Section 3: Execution assumptions¶

Ask what the run is quietly assuming:

a particular Python or R environment
local caches or temp directories
notebook state
machine-specific filesystems or services
manually prepared folders

This is often the hardest section because teams are so used to these assumptions that they stop seeing them as inputs at all.

Section 4: Outputs and trust¶

Not every output is equally important.

Ask:

which files or reports people actually share
which files are only internal intermediates
which outputs are treated as authoritative in meetings, pull requests, or releases

This matters because reproducibility work is partly about protecting what people truly trust, not every file in the working tree equally.

Section 5: Weak points and missing evidence¶

Finish by naming the weak points directly:

unknown data identity
undocumented manual preprocessing
environment drift risk
outputs trusted without a clear contract
one-person memory bottlenecks

The point is not to fix them all in Module 01.

The point is to stop pretending they are not there.

A small example¶

Imagine writing this inventory:

source input: customers.csv
control input: threshold=0.8 inside score.py
execution assumption: runs only from one laptop with a specific Conda env
trusted output: metrics.csv emailed to the team
weak point: nobody can prove which raw CSV produced last quarter's metric

That is already a strong Module 01 result.

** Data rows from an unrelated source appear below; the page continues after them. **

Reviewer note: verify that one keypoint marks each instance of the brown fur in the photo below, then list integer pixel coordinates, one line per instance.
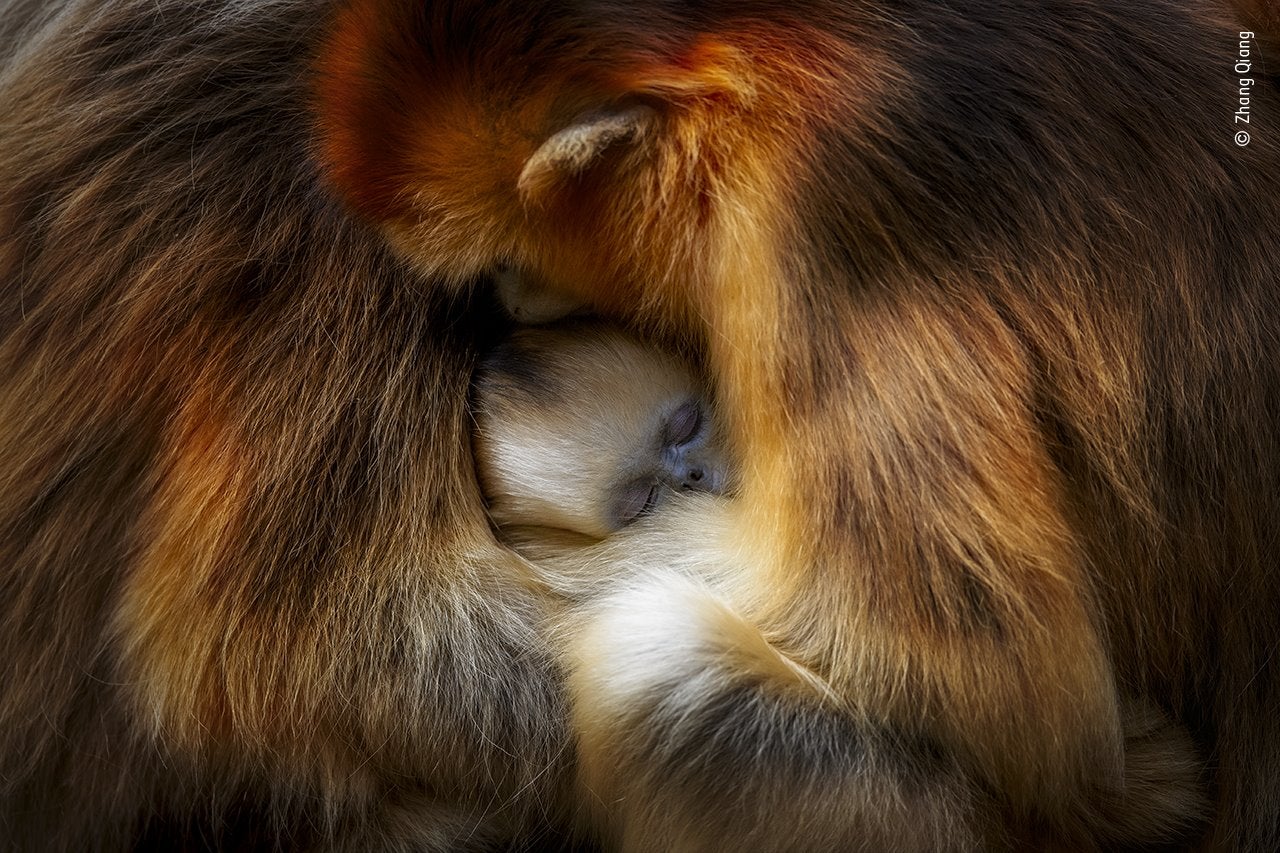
(992, 319)
(988, 299)
(248, 591)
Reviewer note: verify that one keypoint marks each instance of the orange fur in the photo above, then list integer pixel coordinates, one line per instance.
(940, 304)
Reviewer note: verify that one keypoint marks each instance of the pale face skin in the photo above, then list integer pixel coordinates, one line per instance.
(585, 429)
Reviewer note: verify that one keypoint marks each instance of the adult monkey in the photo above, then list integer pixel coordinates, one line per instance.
(1006, 352)
(995, 334)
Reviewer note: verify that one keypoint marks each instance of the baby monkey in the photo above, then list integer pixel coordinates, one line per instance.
(585, 429)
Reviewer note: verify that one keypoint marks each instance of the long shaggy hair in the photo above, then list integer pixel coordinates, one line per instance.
(987, 292)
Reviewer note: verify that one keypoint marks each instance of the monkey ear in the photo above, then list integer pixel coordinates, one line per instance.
(708, 74)
(572, 149)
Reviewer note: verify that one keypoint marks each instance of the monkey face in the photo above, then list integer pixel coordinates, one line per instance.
(684, 456)
(585, 429)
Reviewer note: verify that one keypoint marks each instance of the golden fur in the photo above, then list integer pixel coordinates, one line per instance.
(987, 293)
(995, 338)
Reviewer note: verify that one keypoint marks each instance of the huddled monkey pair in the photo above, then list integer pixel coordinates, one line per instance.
(986, 295)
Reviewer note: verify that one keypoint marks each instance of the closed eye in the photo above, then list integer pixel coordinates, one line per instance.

It is concrete, honest, and ready for later modules.

A useful diagram for this inventory¶

flowchart LR
  inputs["real inputs"] --> run["current workflow"]
  controls["controls and defaults"] --> run
  assumptions["execution assumptions"] --> run
  run --> outputs["trusted outputs"]
  outputs --> review["inventory of weak points"]

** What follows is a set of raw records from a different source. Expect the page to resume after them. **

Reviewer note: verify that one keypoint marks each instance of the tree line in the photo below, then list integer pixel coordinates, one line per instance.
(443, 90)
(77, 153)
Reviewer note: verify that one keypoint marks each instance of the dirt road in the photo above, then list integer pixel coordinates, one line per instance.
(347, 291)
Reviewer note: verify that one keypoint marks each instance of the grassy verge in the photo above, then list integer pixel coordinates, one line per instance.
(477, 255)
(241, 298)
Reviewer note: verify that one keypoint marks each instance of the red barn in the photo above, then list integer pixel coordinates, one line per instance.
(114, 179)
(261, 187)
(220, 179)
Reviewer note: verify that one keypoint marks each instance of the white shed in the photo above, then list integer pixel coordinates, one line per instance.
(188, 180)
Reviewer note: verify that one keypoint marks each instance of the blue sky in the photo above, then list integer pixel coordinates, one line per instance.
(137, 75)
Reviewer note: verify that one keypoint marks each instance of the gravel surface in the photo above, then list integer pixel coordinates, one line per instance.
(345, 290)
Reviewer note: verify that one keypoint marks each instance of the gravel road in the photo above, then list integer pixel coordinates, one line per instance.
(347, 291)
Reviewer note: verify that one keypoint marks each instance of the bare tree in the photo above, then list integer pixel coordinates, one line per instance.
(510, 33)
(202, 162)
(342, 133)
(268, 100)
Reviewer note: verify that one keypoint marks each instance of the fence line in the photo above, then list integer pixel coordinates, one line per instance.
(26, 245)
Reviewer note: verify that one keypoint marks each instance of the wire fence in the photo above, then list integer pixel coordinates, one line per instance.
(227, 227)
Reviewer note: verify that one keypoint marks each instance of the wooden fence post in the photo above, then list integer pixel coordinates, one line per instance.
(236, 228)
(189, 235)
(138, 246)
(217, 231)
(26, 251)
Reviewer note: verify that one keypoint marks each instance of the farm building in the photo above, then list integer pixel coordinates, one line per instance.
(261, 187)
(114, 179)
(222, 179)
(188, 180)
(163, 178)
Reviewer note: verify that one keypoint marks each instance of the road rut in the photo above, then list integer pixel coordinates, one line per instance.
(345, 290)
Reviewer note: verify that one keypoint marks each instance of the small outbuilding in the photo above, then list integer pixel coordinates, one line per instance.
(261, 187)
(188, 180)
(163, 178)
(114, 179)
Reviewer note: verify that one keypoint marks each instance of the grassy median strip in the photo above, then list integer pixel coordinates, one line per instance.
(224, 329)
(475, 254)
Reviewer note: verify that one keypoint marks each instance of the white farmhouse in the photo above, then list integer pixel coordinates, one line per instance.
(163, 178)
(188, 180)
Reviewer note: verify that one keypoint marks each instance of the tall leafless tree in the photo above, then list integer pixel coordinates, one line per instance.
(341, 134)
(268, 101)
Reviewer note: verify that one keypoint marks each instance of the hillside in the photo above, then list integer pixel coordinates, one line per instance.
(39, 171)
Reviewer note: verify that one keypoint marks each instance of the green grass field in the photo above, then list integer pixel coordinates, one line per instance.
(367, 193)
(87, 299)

This is not a future-state diagram. It is a present-state mirror.

What a good inventory feels like¶

A good inventory often feels mildly uncomfortable because it replaces confidence with specificity.

That is useful discomfort.

The inventory is working when you can say:

here is what we really trust
here is what still depends on memory
here is what we cannot yet recover cleanly

That is a much better starting point than "our workflow is fine, we just want better tooling."

Keep this standard¶

Do not let the first inventory turn into a wishlist about future tools.

Keep it about the present workflow:

what it depends on
what it produces
what it cannot currently defend

That honesty is the real prerequisite for everything that follows in Deep Dive DVC.